Newcastle Vs Everton: errors, quick replies and late drama

Newcastle fought back when Sandro Tonali’s defence-splitting pass found Jacob Ramsey; his shot took a hefty deflection to loop over Jordan Pickford and level the score. Just 105 seconds later, Newcastle were undone again when Nick Pope spilled Dwight McNeil’s swerving effort and Beto pounced on the rebound to smash the ball into an empty net — his fourth Premier League goal of the season. Beto, making his first start since December, later hit the bar when clean through on Pope and was replaced by Thierno Barry, who ultimately supplied the decisive touch after Jacob Murphy had drawn Newcastle level in the second half with a slightly deflected volley from Joelinton’s cross. Everton restored their lead almost immediately from the restart before stoppage-time drama saw Sandro Tonali think he had volleyed an equaliser only for Jordan Pickford to produce an extraordinary flying save to secure the points for Everton.

The match also featured disruptive moments off the ball: Ramsey vomited after the interval and was substituted for Joe Willock, and Everton’s tactical introduction of Yoane Wissa — the £55m former Brentford centre-forward — followed Beto’s substitution. Anthony Elanga and Woltemade were also withdrawn as Howe shuffled his attackers, moving Gordon back to the left at one stage and later to centre-forward.

Home form, clean sheets and league consequences

The defeat leaves Newcastle in a worrying domestic position. They have now won just once in their last seven Premier League games and suffered a third consecutive home defeat for the first time since February 2021 under Steve Bruce. The club have managed only two clean sheets in 21 league matches and have gone 11 games without a shutout since beating PSV Eindhoven 3-0 on 21 January, conceding 23 goals in that run. The result dropped domestic momentum at a time when the squad is juggling European fixtures, and fans voiced their frustration during the contest with cries of "Wake up!"

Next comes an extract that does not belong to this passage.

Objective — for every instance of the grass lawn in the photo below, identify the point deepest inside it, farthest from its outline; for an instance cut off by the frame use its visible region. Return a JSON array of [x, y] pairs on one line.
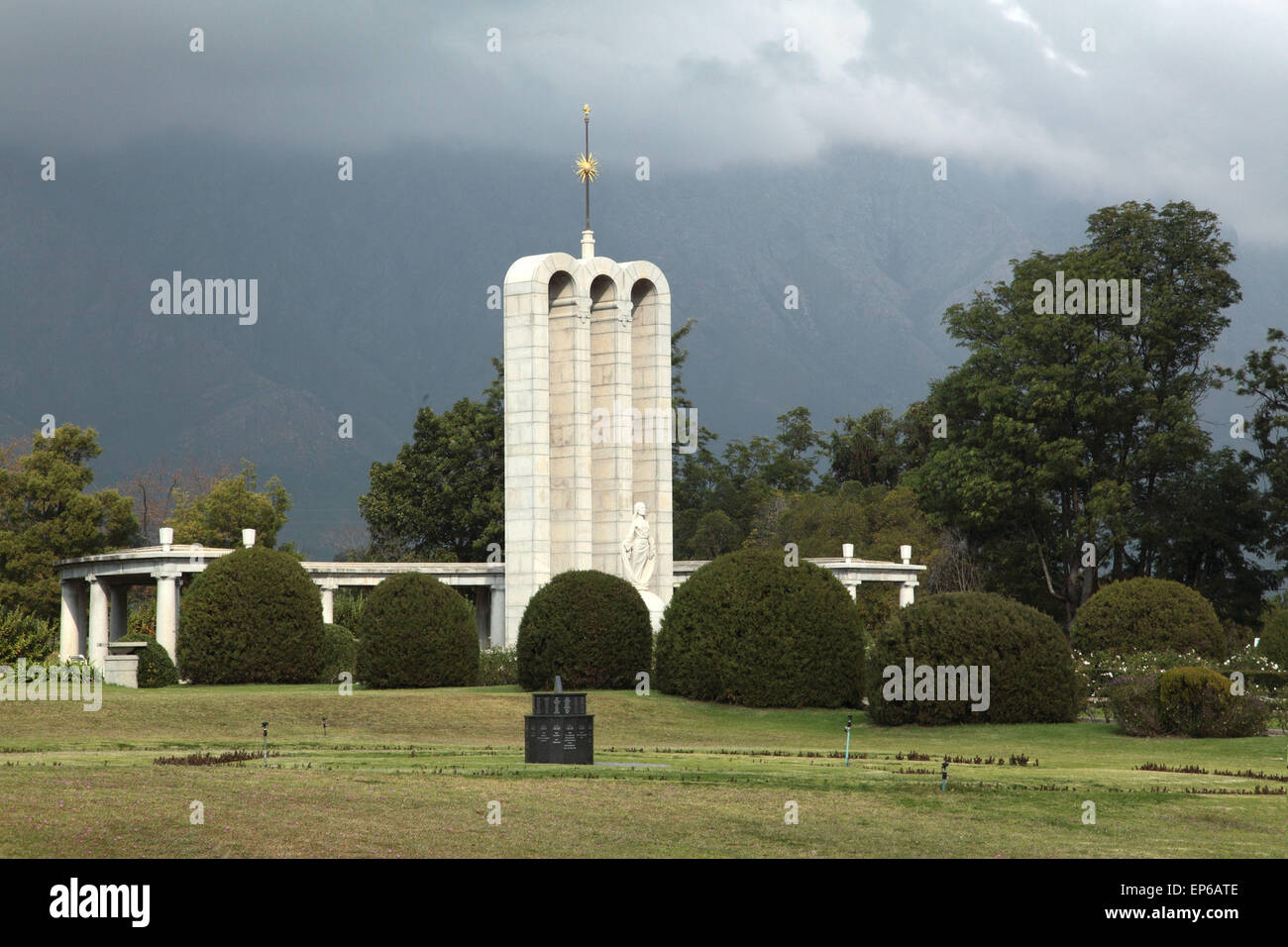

Everton’s response and broader implications

For Everton, the win represented a composed away response to a recent reverse and extended an unbeaten run on the road to six matches; it also moved David Moyes’ men back into the top eight and reinforced their unlikely push for European qualification. The Toffees capitalised on Newcastle’s defensive lapses and turnover-prone possession to claim three points that have tangible impact on both clubs’ campaigns.

What makes this notable is the timing: a Champions League last-16 tie with Barcelona sits amid a sequence of rotated line-ups and rising defensive fragility, magnifying the consequences of tactical experiments. Newcastle’s squad management and form in the Premier League — languishing in 12th and visibly short on consistency and creativity — will now come under renewed scrutiny as they try to reconcile continental commitments with the need to arrest a slide in domestic results.